Ужаснейшее горе — легче, нежели помощь
Неискренняя, долговая”
Леся Украинка “Каменный господин”
Вагоны поезда были переполнены как солдатами, так и шумом, состоящим из местами счастливых, веселых разговоров тех, кто радовался возвращению домой, игнорируя проигрыш, стонами пострадавших, шептанием в бреду выживших после легкой контузии и потерявших рассудок из-за постоянного лицезрения смерти, однако самой сильной составляющей атмосферы являлась удушающая вонь гнили.
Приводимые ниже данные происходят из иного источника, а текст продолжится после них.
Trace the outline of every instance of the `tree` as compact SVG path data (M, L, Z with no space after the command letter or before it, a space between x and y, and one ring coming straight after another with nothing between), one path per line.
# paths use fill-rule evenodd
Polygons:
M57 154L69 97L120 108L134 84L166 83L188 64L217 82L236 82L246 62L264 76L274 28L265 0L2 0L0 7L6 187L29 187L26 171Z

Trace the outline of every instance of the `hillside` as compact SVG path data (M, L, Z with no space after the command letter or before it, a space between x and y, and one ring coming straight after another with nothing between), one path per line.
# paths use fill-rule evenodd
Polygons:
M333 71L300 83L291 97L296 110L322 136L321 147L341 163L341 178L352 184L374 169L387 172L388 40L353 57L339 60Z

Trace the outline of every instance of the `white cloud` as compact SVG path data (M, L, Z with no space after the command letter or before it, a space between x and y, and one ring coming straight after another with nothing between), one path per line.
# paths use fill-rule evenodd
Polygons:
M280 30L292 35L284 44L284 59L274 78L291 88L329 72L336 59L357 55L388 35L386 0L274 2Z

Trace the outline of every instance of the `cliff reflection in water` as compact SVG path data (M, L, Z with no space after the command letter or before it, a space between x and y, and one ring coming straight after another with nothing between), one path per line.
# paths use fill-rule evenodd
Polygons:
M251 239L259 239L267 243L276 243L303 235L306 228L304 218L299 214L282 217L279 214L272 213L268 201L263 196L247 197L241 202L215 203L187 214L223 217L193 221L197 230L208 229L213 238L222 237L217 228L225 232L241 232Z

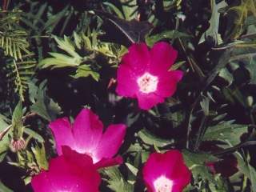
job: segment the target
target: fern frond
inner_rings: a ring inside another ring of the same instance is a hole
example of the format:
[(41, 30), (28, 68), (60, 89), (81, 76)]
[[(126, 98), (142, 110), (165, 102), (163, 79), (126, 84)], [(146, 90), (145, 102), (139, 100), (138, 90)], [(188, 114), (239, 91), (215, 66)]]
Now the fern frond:
[(22, 59), (25, 54), (30, 54), (28, 50), (26, 33), (22, 30), (0, 31), (0, 47), (4, 50), (5, 55)]
[(14, 91), (19, 94), (22, 101), (28, 88), (28, 82), (34, 74), (36, 63), (37, 62), (30, 58), (18, 61), (12, 59), (9, 63), (11, 70), (8, 76), (15, 86)]
[(0, 48), (6, 56), (16, 61), (23, 54), (30, 54), (28, 50), (27, 33), (18, 25), (21, 11), (0, 12)]

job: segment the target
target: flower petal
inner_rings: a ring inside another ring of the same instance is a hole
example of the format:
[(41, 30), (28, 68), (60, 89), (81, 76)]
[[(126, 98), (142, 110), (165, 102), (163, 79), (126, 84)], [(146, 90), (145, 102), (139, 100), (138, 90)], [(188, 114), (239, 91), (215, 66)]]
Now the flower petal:
[(49, 126), (54, 134), (58, 155), (62, 154), (62, 146), (69, 146), (71, 148), (75, 147), (71, 125), (67, 118), (58, 118), (50, 122)]
[(130, 98), (136, 97), (138, 87), (135, 75), (127, 65), (121, 65), (119, 66), (118, 69), (118, 86), (116, 88), (118, 94)]
[(96, 114), (89, 109), (82, 110), (73, 126), (77, 145), (74, 150), (81, 154), (93, 153), (102, 136), (102, 122)]
[(175, 50), (167, 42), (160, 42), (154, 45), (150, 50), (151, 64), (150, 72), (158, 74), (166, 71), (174, 63), (178, 56)]
[(101, 142), (97, 147), (96, 157), (98, 159), (111, 158), (118, 151), (126, 135), (126, 126), (124, 124), (110, 125), (107, 127)]
[(74, 191), (97, 192), (101, 182), (90, 157), (63, 147), (63, 155), (50, 162), (48, 171), (32, 179), (35, 192)]
[[(46, 185), (46, 183), (48, 183)], [(31, 185), (35, 192), (54, 192), (56, 191), (49, 180), (47, 173), (42, 170), (39, 174), (34, 176), (31, 181)]]
[(155, 191), (154, 182), (161, 176), (173, 181), (172, 191), (182, 192), (190, 182), (191, 173), (186, 166), (182, 154), (175, 150), (165, 154), (153, 153), (142, 170), (143, 179), (150, 191)]
[(137, 95), (137, 98), (138, 101), (138, 106), (142, 110), (150, 110), (158, 103), (161, 103), (164, 102), (164, 99), (162, 97), (157, 95), (154, 93), (152, 93), (152, 94), (138, 93)]
[(120, 155), (118, 155), (113, 158), (102, 158), (98, 162), (95, 164), (97, 169), (100, 169), (102, 167), (113, 166), (120, 165), (122, 163), (122, 158)]

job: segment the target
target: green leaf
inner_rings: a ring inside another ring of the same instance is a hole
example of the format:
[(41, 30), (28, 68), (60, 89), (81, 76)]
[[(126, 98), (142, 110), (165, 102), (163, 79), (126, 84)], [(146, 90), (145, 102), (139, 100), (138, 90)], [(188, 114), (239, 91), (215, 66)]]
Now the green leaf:
[(123, 19), (125, 18), (123, 17), (122, 11), (118, 7), (116, 7), (113, 3), (103, 2), (102, 4), (108, 6), (111, 10), (113, 10), (119, 18), (123, 18)]
[(22, 102), (19, 102), (13, 113), (12, 116), (12, 131), (13, 131), (13, 138), (16, 141), (20, 139), (23, 134), (23, 111)]
[(148, 22), (138, 22), (136, 20), (126, 21), (112, 15), (104, 14), (104, 18), (113, 23), (117, 29), (123, 33), (132, 43), (143, 41), (146, 34), (151, 30), (152, 26)]
[(2, 192), (13, 192), (12, 190), (9, 189), (7, 186), (6, 186), (4, 184), (2, 184), (2, 182), (0, 182), (0, 191), (2, 191)]
[(156, 146), (158, 147), (163, 147), (174, 143), (173, 140), (162, 139), (152, 134), (146, 129), (140, 130), (138, 136), (142, 142), (147, 145)]
[(232, 124), (230, 122), (221, 122), (207, 128), (202, 140), (204, 141), (229, 141), (232, 145), (240, 142), (240, 137), (247, 132), (246, 125)]
[(41, 148), (38, 146), (36, 146), (35, 147), (31, 147), (31, 150), (33, 151), (33, 154), (37, 161), (37, 164), (38, 165), (40, 170), (48, 170), (48, 161), (46, 158), (44, 145), (42, 145)]
[(78, 66), (76, 74), (72, 75), (73, 78), (86, 78), (90, 75), (96, 82), (98, 81), (99, 79), (99, 74), (93, 71), (89, 65), (82, 65)]
[(232, 6), (228, 12), (235, 13), (235, 19), (233, 22), (234, 27), (232, 29), (231, 38), (238, 38), (246, 30), (244, 27), (246, 19), (250, 15), (256, 16), (255, 0), (241, 0), (239, 6)]
[(29, 128), (25, 128), (24, 129), (24, 133), (28, 134), (29, 136), (34, 138), (34, 139), (36, 139), (39, 142), (45, 142), (43, 138), (40, 134), (38, 134), (37, 132), (33, 130), (30, 130)]
[(35, 102), (30, 109), (32, 112), (50, 122), (55, 119), (58, 114), (61, 114), (61, 108), (57, 102), (46, 96), (45, 84), (46, 82), (43, 82), (39, 85)]
[(114, 191), (133, 192), (134, 186), (126, 182), (117, 166), (106, 168), (103, 174), (108, 177), (108, 187)]
[[(7, 121), (6, 117), (0, 114), (0, 132), (2, 133), (9, 125), (7, 124)], [(8, 138), (8, 134), (11, 130), (10, 129), (7, 133), (3, 136), (3, 138), (0, 140), (0, 162), (2, 162), (4, 158), (6, 157), (6, 154), (7, 153), (7, 150), (9, 150), (9, 144), (10, 141)]]
[(154, 43), (157, 42), (159, 42), (164, 38), (166, 39), (174, 39), (178, 38), (191, 38), (190, 35), (188, 35), (187, 34), (179, 32), (178, 30), (166, 30), (164, 32), (162, 32), (158, 34), (154, 34), (152, 36), (147, 36), (146, 38), (146, 42), (149, 46), (153, 46)]
[(130, 21), (137, 17), (138, 6), (136, 0), (120, 0), (122, 3), (122, 11), (125, 15), (125, 19)]
[(256, 84), (256, 49), (255, 46), (236, 48), (230, 61), (234, 63), (243, 63), (248, 70), (250, 77), (250, 82)]
[(219, 3), (216, 4), (215, 0), (210, 0), (211, 2), (211, 18), (209, 21), (210, 27), (208, 30), (202, 34), (199, 44), (205, 42), (206, 38), (210, 37), (215, 45), (219, 45), (222, 42), (220, 34), (218, 34), (218, 26), (219, 26), (219, 16), (218, 10), (222, 9), (227, 6), (225, 1), (222, 1)]
[(138, 170), (133, 165), (128, 163), (128, 162), (126, 162), (126, 166), (128, 167), (128, 169), (130, 170), (130, 172), (134, 175), (136, 176), (137, 175), (137, 173), (138, 171)]
[(251, 190), (253, 192), (256, 192), (256, 170), (250, 163), (244, 160), (242, 156), (238, 153), (234, 153), (235, 157), (238, 159), (238, 170), (247, 177), (251, 182)]
[(203, 181), (210, 181), (216, 184), (214, 175), (209, 171), (205, 163), (216, 162), (218, 160), (217, 158), (206, 153), (195, 154), (186, 150), (182, 150), (182, 154), (186, 165), (192, 171), (196, 183), (202, 178)]

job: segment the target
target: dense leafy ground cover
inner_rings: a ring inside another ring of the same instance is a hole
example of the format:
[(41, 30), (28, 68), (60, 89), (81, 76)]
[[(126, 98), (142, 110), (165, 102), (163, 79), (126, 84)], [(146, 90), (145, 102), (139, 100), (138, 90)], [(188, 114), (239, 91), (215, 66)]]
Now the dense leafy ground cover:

На каждом мужчине, находившемся внутри, была надета потрепанная форма, местами залатанная, пропитанная потом, грязью и кровью, своей и чужой, темного цвета бинты и куски рубах, обмотанные на ранах, кишели бактериями и делали только хуже, создавая благоприятную среду для их размножения, что в будущем приведет, в лучшем случае, к продолжительному лечению, в худшем же к заражению крови или ампутации части тела.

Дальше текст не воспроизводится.